The Gailey Trail is a surprisingly beautiful trail that follows along Bair Creek in Fruit Heights Utah. It is a a short very shaded trail in a gulley between a golf course and some houses. You do see some of the houses along the way, but for the most part it is a beautiful forest trail that is fairly flat. I have seen it referred to as The Bair Creek Nature Trail, Bair Creek Trail, The Nicholls Park Trail, Castle Park and a couple other things as there is no trail sign. However I found the city of Fruit Heights refers to it as the Gailey Trail at Nicholls Park so I will go with that.

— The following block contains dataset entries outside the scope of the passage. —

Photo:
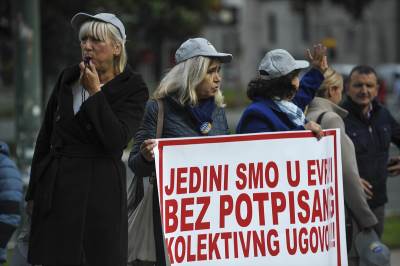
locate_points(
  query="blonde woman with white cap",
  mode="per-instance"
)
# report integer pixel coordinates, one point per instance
(77, 188)
(193, 106)
(279, 97)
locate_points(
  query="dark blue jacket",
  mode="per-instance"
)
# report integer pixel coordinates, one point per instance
(371, 138)
(263, 115)
(10, 198)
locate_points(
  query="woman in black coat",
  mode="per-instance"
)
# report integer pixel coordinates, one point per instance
(77, 186)
(193, 106)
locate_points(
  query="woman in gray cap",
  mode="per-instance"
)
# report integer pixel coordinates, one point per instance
(77, 188)
(193, 106)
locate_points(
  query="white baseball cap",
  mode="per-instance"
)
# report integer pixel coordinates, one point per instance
(80, 18)
(199, 47)
(277, 63)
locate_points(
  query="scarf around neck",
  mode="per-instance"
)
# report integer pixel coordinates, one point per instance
(202, 114)
(294, 113)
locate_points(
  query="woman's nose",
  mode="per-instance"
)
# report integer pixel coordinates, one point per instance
(217, 77)
(86, 44)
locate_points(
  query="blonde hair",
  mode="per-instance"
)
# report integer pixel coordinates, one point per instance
(332, 78)
(105, 31)
(183, 80)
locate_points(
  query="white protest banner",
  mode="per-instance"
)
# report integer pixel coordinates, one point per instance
(257, 199)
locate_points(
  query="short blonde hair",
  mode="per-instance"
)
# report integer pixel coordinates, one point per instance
(331, 79)
(183, 80)
(105, 31)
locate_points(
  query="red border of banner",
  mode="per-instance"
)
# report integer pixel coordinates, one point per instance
(249, 137)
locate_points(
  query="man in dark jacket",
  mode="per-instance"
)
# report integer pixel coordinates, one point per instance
(372, 128)
(10, 199)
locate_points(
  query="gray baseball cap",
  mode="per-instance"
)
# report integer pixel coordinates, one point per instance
(278, 63)
(371, 250)
(199, 47)
(80, 18)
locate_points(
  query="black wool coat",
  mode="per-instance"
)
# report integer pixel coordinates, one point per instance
(77, 179)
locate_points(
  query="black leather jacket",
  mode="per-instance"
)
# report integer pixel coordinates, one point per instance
(371, 138)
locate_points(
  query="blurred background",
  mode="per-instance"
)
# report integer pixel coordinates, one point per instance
(37, 42)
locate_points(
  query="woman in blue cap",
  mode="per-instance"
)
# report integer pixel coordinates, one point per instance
(193, 106)
(77, 188)
(279, 97)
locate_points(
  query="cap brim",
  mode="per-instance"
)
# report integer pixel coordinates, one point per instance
(301, 64)
(79, 19)
(222, 57)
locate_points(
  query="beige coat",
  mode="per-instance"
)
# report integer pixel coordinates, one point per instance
(354, 195)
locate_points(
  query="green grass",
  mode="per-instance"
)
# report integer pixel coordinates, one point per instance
(391, 234)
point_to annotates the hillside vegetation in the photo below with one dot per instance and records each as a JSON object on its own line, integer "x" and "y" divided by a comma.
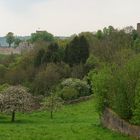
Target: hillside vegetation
{"x": 72, "y": 122}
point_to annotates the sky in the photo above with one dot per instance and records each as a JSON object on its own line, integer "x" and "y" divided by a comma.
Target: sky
{"x": 66, "y": 17}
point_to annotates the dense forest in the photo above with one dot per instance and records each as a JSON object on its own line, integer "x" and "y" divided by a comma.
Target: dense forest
{"x": 105, "y": 64}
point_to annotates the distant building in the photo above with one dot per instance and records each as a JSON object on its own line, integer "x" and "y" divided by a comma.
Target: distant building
{"x": 138, "y": 28}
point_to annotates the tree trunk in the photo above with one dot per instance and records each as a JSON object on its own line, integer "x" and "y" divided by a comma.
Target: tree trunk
{"x": 13, "y": 116}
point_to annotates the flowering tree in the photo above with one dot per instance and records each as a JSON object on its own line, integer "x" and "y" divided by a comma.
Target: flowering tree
{"x": 52, "y": 104}
{"x": 15, "y": 99}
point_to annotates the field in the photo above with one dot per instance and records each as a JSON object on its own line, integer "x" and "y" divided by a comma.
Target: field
{"x": 72, "y": 122}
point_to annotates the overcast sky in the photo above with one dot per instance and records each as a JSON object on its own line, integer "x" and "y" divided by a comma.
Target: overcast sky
{"x": 66, "y": 17}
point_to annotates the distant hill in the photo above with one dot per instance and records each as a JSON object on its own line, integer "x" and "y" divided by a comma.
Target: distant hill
{"x": 3, "y": 40}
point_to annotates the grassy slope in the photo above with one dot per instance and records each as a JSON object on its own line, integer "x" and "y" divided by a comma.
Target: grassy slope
{"x": 73, "y": 122}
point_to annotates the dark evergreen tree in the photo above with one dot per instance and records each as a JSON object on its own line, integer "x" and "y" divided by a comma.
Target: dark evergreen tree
{"x": 77, "y": 51}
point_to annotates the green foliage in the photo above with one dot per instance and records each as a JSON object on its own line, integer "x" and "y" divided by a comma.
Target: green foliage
{"x": 78, "y": 71}
{"x": 137, "y": 45}
{"x": 81, "y": 86}
{"x": 17, "y": 41}
{"x": 125, "y": 88}
{"x": 100, "y": 82}
{"x": 3, "y": 87}
{"x": 15, "y": 99}
{"x": 69, "y": 93}
{"x": 47, "y": 79}
{"x": 77, "y": 51}
{"x": 10, "y": 38}
{"x": 52, "y": 103}
{"x": 136, "y": 109}
{"x": 49, "y": 54}
{"x": 73, "y": 122}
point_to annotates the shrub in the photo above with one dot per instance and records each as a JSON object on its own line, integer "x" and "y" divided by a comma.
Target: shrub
{"x": 68, "y": 93}
{"x": 81, "y": 86}
{"x": 136, "y": 110}
{"x": 100, "y": 82}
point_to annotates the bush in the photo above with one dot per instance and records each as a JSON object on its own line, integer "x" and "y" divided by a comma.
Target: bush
{"x": 68, "y": 93}
{"x": 136, "y": 110}
{"x": 3, "y": 87}
{"x": 100, "y": 82}
{"x": 81, "y": 86}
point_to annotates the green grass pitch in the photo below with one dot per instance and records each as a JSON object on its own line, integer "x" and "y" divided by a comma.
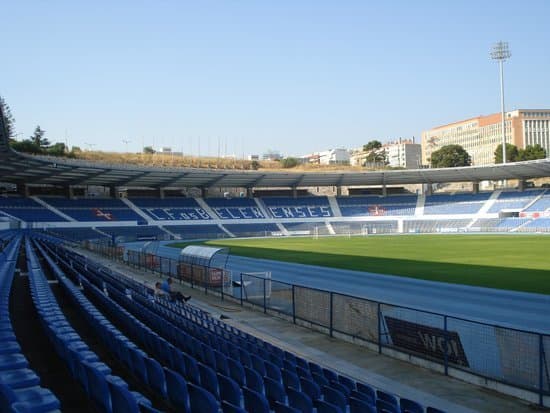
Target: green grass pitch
{"x": 512, "y": 262}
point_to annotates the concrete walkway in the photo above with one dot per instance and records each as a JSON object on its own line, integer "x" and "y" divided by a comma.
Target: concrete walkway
{"x": 402, "y": 378}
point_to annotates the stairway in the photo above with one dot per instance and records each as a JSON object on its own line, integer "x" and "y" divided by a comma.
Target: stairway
{"x": 334, "y": 206}
{"x": 53, "y": 209}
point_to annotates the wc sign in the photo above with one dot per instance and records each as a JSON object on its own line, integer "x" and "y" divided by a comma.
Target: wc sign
{"x": 427, "y": 340}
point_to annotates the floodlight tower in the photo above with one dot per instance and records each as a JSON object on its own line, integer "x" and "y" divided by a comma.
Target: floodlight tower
{"x": 126, "y": 142}
{"x": 501, "y": 52}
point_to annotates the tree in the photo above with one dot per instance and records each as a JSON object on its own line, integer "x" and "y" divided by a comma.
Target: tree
{"x": 450, "y": 156}
{"x": 375, "y": 156}
{"x": 57, "y": 149}
{"x": 289, "y": 162}
{"x": 532, "y": 152}
{"x": 7, "y": 118}
{"x": 372, "y": 145}
{"x": 512, "y": 153}
{"x": 38, "y": 137}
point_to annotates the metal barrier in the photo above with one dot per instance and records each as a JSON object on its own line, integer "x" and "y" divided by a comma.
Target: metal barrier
{"x": 511, "y": 356}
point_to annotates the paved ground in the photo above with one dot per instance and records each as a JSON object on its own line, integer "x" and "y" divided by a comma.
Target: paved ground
{"x": 384, "y": 372}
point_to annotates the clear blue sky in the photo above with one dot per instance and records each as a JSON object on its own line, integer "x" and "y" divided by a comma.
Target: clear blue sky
{"x": 295, "y": 76}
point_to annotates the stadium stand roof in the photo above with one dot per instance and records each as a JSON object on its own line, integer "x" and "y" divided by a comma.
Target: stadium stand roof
{"x": 20, "y": 168}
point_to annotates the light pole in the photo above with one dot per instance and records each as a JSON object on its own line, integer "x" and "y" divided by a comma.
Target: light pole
{"x": 126, "y": 142}
{"x": 501, "y": 52}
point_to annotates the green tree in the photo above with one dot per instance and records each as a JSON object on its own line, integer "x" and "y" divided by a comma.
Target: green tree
{"x": 532, "y": 152}
{"x": 372, "y": 145}
{"x": 375, "y": 156}
{"x": 57, "y": 149}
{"x": 7, "y": 118}
{"x": 289, "y": 162}
{"x": 38, "y": 137}
{"x": 450, "y": 156}
{"x": 512, "y": 153}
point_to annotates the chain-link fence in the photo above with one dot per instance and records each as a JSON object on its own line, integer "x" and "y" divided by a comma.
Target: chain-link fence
{"x": 511, "y": 356}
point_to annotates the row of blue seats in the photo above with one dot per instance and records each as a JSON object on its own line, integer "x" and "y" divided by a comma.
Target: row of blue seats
{"x": 267, "y": 374}
{"x": 20, "y": 389}
{"x": 166, "y": 382}
{"x": 109, "y": 392}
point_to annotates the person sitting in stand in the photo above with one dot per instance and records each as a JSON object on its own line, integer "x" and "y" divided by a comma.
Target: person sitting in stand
{"x": 166, "y": 287}
{"x": 159, "y": 292}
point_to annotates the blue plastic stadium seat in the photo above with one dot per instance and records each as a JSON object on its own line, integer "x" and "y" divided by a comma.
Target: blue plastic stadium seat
{"x": 122, "y": 400}
{"x": 366, "y": 389}
{"x": 177, "y": 390}
{"x": 253, "y": 380}
{"x": 274, "y": 391}
{"x": 231, "y": 408}
{"x": 13, "y": 361}
{"x": 19, "y": 378}
{"x": 363, "y": 397}
{"x": 229, "y": 390}
{"x": 310, "y": 388}
{"x": 360, "y": 406}
{"x": 200, "y": 400}
{"x": 410, "y": 406}
{"x": 290, "y": 379}
{"x": 387, "y": 406}
{"x": 255, "y": 401}
{"x": 155, "y": 376}
{"x": 9, "y": 347}
{"x": 335, "y": 397}
{"x": 34, "y": 398}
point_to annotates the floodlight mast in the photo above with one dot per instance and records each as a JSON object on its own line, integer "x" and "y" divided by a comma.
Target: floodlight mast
{"x": 501, "y": 52}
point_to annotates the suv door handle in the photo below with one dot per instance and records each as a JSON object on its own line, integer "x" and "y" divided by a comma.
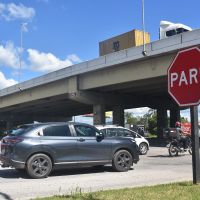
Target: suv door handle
{"x": 80, "y": 140}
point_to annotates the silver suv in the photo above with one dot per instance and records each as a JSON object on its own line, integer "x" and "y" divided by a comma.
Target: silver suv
{"x": 40, "y": 148}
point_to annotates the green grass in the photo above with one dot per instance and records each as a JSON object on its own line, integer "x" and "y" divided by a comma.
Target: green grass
{"x": 174, "y": 191}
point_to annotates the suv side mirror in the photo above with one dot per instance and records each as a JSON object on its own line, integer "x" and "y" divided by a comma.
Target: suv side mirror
{"x": 99, "y": 135}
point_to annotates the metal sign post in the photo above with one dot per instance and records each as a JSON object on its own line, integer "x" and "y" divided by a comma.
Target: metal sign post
{"x": 184, "y": 75}
{"x": 195, "y": 144}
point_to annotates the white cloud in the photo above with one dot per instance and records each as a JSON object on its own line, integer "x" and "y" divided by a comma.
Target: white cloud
{"x": 9, "y": 56}
{"x": 6, "y": 82}
{"x": 12, "y": 11}
{"x": 43, "y": 1}
{"x": 47, "y": 62}
{"x": 74, "y": 58}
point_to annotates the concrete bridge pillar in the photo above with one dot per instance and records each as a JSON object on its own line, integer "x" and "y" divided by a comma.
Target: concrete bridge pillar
{"x": 174, "y": 116}
{"x": 99, "y": 114}
{"x": 118, "y": 115}
{"x": 161, "y": 121}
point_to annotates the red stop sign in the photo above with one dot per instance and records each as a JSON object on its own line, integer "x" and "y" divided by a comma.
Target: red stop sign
{"x": 184, "y": 77}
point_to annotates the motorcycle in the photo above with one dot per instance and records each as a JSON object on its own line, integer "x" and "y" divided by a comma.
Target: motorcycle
{"x": 176, "y": 146}
{"x": 177, "y": 142}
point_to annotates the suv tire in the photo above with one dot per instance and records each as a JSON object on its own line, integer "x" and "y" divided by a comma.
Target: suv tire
{"x": 143, "y": 148}
{"x": 39, "y": 166}
{"x": 122, "y": 161}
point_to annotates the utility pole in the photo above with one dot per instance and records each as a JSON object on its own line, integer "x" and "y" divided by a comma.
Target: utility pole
{"x": 143, "y": 29}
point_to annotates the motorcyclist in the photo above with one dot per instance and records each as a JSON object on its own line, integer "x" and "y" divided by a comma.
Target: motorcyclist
{"x": 183, "y": 136}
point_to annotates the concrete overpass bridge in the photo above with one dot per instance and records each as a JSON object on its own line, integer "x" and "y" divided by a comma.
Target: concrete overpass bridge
{"x": 117, "y": 81}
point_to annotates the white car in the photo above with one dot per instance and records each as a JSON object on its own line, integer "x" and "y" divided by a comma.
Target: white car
{"x": 113, "y": 130}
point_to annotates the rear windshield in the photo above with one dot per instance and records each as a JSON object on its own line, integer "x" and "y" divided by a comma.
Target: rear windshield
{"x": 20, "y": 130}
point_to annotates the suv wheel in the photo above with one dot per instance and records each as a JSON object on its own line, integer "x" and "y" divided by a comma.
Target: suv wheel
{"x": 122, "y": 161}
{"x": 143, "y": 148}
{"x": 39, "y": 166}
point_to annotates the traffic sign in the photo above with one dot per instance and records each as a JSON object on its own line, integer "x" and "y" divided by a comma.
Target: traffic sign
{"x": 184, "y": 77}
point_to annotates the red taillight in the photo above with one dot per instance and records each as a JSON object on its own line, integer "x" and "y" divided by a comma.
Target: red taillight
{"x": 12, "y": 140}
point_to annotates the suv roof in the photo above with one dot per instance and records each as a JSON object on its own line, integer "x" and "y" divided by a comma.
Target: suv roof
{"x": 108, "y": 126}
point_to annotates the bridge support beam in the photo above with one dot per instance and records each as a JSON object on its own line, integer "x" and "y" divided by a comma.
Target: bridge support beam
{"x": 9, "y": 125}
{"x": 174, "y": 116}
{"x": 99, "y": 114}
{"x": 161, "y": 121}
{"x": 118, "y": 115}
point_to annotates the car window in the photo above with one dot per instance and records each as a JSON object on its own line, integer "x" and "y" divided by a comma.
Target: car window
{"x": 85, "y": 131}
{"x": 59, "y": 130}
{"x": 111, "y": 132}
{"x": 120, "y": 132}
{"x": 103, "y": 131}
{"x": 128, "y": 133}
{"x": 20, "y": 130}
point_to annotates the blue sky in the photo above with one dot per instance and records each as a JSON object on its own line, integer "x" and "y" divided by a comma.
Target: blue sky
{"x": 64, "y": 32}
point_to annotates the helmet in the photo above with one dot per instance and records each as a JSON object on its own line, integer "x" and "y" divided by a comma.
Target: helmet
{"x": 178, "y": 124}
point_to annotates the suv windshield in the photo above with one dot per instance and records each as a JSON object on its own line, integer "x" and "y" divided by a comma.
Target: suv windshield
{"x": 20, "y": 130}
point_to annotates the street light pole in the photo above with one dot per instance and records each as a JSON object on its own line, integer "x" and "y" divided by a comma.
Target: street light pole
{"x": 22, "y": 28}
{"x": 143, "y": 29}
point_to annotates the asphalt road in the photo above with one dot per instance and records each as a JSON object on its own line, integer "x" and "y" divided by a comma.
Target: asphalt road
{"x": 154, "y": 168}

I wanted 3 things today. Short, shady, and access to a creek. I got 2.5 of those as unfortunately the creek was dry today. But, it was still surprisingly beautiful so we ventured on.
Length: The full thing is about a 2 mile semi loop. We did 1.7 miles and I used google maps measure distance to calculate the rest.
Difficulty: DR3 wide wood chipped trail with minimal elevation gain.
Elevation Gain: 90 feet.
Restroom: At Nicholls Park
Dogs? Yes. Please clean up after your furry friends.
To Get Here:
Take highway 89 in Fruit Heights to Nicholls Rd and turn west. Go approximately 100 yeards and you will see a park on the right with a large parking lot. There are additional trailheads, including one at Main St and Nicholls road as well.
The playground at Nicholls Park aka Castle Park, I guess I can see why.
There is a trail down into the gulley between the restrooms and the pavilions to the west of the playground.
And down in the gulley you are transported into a beautiful forest!
Unfortunately the creek is dried up. But I like the little bridges they have down here.
Even with no running water it nice and cool down here.
Looking up the dry creek bed.
A couple more shots of the woods.
And end of the line. I don’t think the trail continues across the street, but we didn’t go investigate either.
The trailhead on Nicholls Rd. and Main has dog waste bags if you need one. The website fully states if people do not clean up after their dogs, they will ban them.
Making our way back.
Random berries. Look kind of like grapes, but I still wasn’t going to try one.
I think I found a fox den. I wanted to get a closer look, but also didn’t want an angry fox biting my face off either so here is what I got.
Wicked looking plant.
The foliage is very thick through most of the trail.
I added this one just to show that some of the houses back yards show along the trail. Not a whole lot of them though, but a few. So, while I was surprised at how wild and beautiful the trail was, there are a few parts that remind you that you are in the middle of a city.
Back to the first bridge. I do really like these bridges.
As much as I wanted to explore the short section east of where we entered the dogs were getting too warm. Not having a creek to wade in, as I had planned, was getting to them. So we decided to call it a day.
Even without the creek flowing, I enjoyed this trail more than I thought it would. It is one of those between the neighborhood trails, but it was really nice actually. And not a whole lot of people today. However, I think I would really enjoy it a lot more if the creek was running. I’m not sure when it dries up, but maybe plan this one before May, or early June to really enjoy it. Removing 1 squirrel for dry creek, and 1 for lack of signage.
As for difficulty, the only elevation gain I noticed was climbing out of the gulley to get back to the park. This can be avoided by parking at the other parking lot on Main and Nicholls Rd. Other wise it' feels generally flat with slight gain. The trail is wide and switches between hard packed earth and wood chips. DR3.
Dogs are allowed but that could change. Help keep dogs on this trail by cleaning up after your furry friends.